Setelah menempuh perjalanan hampir setengah jam, Aras dan Senja tiba di mini market tak jauh dari rumah Haifa. Gadis itu langsung menyambut Aras juga Senja.
"Halo, Senja. Eh, Senja ikut, kan?" Haifa menggaruk-garuk kepala karena bingung, mungkin saja Senja tidak ada.
Aras tersenyum sambil mengangguk. "Ada, kok, di samping gue."
"Fa, tolong obatin lukanya Aras, dong. Kalau gue yang obatin di sini bisa-bisa pengunjung pada shock liat barang-barang beterbangan." Senja tidak bercanda saat mengatakan itu, dia benar-benar khawatir melihat luka di wajah Aras.
Aras mengabaikan ucapan Senja meski gadis itu terus mengomel karena ucapannya tidak disampaikan kepada Haifa. Haifa pun kaget melihat luka itu, tetapi Aras tidak membiarkan Haifa fokus kepada lebam-lebamnya.
"Udah gak pa-pa. Nanti gue obatin sendiri, gak parah, kok. Sekarang ada informasi apa?"
Haifa mengangguk tidak yakin, tetapi tangannya tetap saja merogoh ponsel di dalam tas. "Ini, aku inget kalau Senja pernah nanya akun Facebook aku.
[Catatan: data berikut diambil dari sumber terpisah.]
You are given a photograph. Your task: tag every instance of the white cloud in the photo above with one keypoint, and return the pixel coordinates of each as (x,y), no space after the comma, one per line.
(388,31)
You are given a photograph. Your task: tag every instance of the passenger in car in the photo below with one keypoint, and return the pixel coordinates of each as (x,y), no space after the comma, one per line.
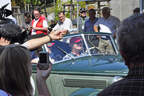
(76,44)
(130,39)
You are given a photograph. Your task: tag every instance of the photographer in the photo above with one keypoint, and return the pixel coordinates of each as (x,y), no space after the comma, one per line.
(17,83)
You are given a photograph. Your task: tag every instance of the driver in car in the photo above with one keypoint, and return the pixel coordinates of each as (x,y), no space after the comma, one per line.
(76,44)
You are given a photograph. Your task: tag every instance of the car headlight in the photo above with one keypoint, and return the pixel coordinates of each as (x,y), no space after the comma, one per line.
(116,78)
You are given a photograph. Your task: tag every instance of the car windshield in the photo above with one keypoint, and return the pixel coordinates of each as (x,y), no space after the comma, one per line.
(76,46)
(100,44)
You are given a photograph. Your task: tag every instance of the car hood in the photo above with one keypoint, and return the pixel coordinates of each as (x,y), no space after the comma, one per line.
(106,65)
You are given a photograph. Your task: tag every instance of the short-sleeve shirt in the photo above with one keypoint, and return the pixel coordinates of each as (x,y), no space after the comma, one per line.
(89,25)
(109,25)
(66,25)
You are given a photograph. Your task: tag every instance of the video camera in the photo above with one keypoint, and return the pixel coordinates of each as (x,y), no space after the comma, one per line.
(5,13)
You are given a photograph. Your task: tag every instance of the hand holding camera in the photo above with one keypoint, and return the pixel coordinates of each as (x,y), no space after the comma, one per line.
(43,60)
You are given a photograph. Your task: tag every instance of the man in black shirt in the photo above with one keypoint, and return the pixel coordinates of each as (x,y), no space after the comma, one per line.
(130,39)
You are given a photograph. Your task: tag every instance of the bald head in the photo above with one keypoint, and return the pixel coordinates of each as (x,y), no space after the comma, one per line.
(106,12)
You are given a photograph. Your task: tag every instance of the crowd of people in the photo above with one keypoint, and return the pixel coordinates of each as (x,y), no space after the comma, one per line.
(16,69)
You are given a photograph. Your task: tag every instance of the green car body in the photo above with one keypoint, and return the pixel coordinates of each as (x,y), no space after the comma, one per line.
(86,75)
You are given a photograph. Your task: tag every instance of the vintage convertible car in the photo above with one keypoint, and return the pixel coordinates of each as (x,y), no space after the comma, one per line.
(98,65)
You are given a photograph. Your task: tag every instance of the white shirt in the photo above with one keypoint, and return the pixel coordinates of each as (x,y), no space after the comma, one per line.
(66,25)
(108,25)
(45,25)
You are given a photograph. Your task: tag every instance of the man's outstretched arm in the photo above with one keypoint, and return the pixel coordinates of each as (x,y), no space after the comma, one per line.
(34,43)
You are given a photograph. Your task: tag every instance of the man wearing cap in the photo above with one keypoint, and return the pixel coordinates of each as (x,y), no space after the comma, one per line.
(76,44)
(64,24)
(82,18)
(89,24)
(107,23)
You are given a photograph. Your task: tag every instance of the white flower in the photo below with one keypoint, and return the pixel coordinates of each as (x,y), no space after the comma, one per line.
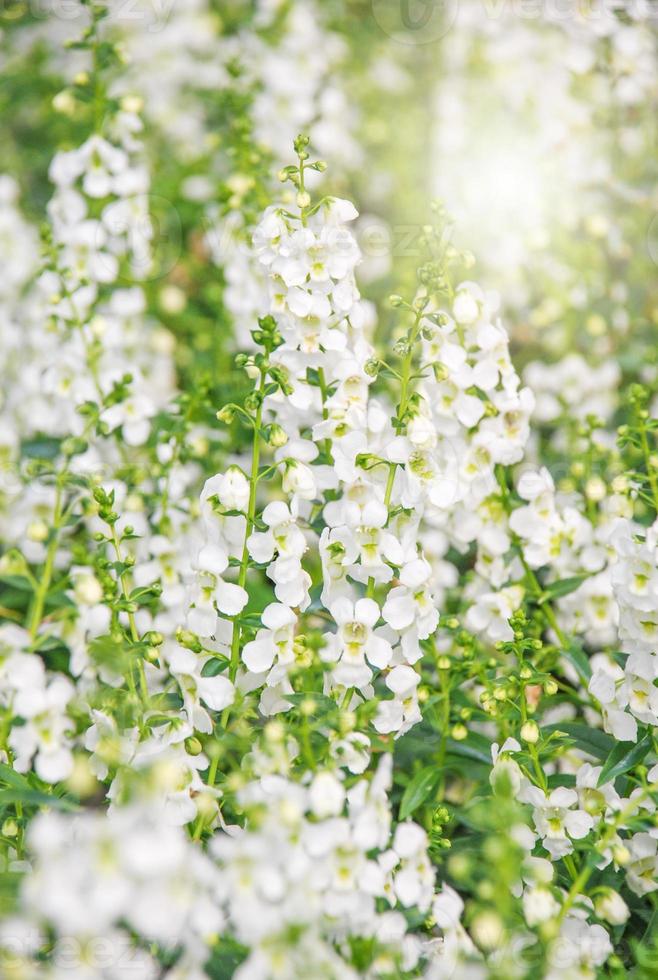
(298,480)
(216,692)
(356,641)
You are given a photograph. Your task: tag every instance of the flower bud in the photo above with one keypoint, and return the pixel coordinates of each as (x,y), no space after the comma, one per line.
(276,436)
(530,732)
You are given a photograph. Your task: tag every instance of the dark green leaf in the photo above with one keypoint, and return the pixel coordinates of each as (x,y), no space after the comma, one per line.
(418,789)
(623,757)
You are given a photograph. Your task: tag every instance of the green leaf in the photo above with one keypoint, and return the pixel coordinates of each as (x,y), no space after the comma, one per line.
(418,789)
(623,757)
(475,747)
(565,586)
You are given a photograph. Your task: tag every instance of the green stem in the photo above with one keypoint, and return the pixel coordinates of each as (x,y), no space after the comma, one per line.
(125,592)
(36,614)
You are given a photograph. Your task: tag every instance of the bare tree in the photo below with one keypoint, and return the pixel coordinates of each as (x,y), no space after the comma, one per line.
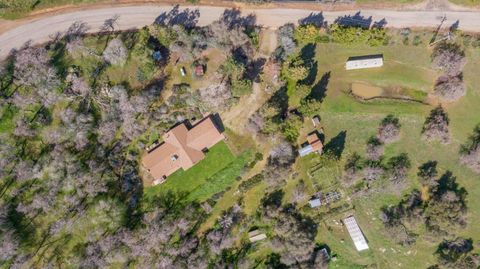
(374,149)
(32,68)
(436,126)
(450,58)
(110,24)
(449,88)
(115,53)
(389,130)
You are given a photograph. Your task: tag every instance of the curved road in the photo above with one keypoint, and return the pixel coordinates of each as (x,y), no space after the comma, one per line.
(41,30)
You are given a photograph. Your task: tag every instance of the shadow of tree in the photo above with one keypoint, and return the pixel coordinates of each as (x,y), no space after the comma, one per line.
(454,26)
(447,182)
(315,19)
(255,68)
(380,24)
(336,145)
(319,90)
(187,17)
(280,100)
Itu tandanya dia punya akun, kan? Terus aku periksa dan nemu akun ini, namanya Twilight, artinya Senja, kan?"
Aras memperhatikan akun itu dan menggeser linimasanya. Dia bisa saja mengatakan ini bukan milik Senja, tetapi ketika mendapatkan sebuah foto dengan dua laki-laki di sana, dia terdiam cukup lama.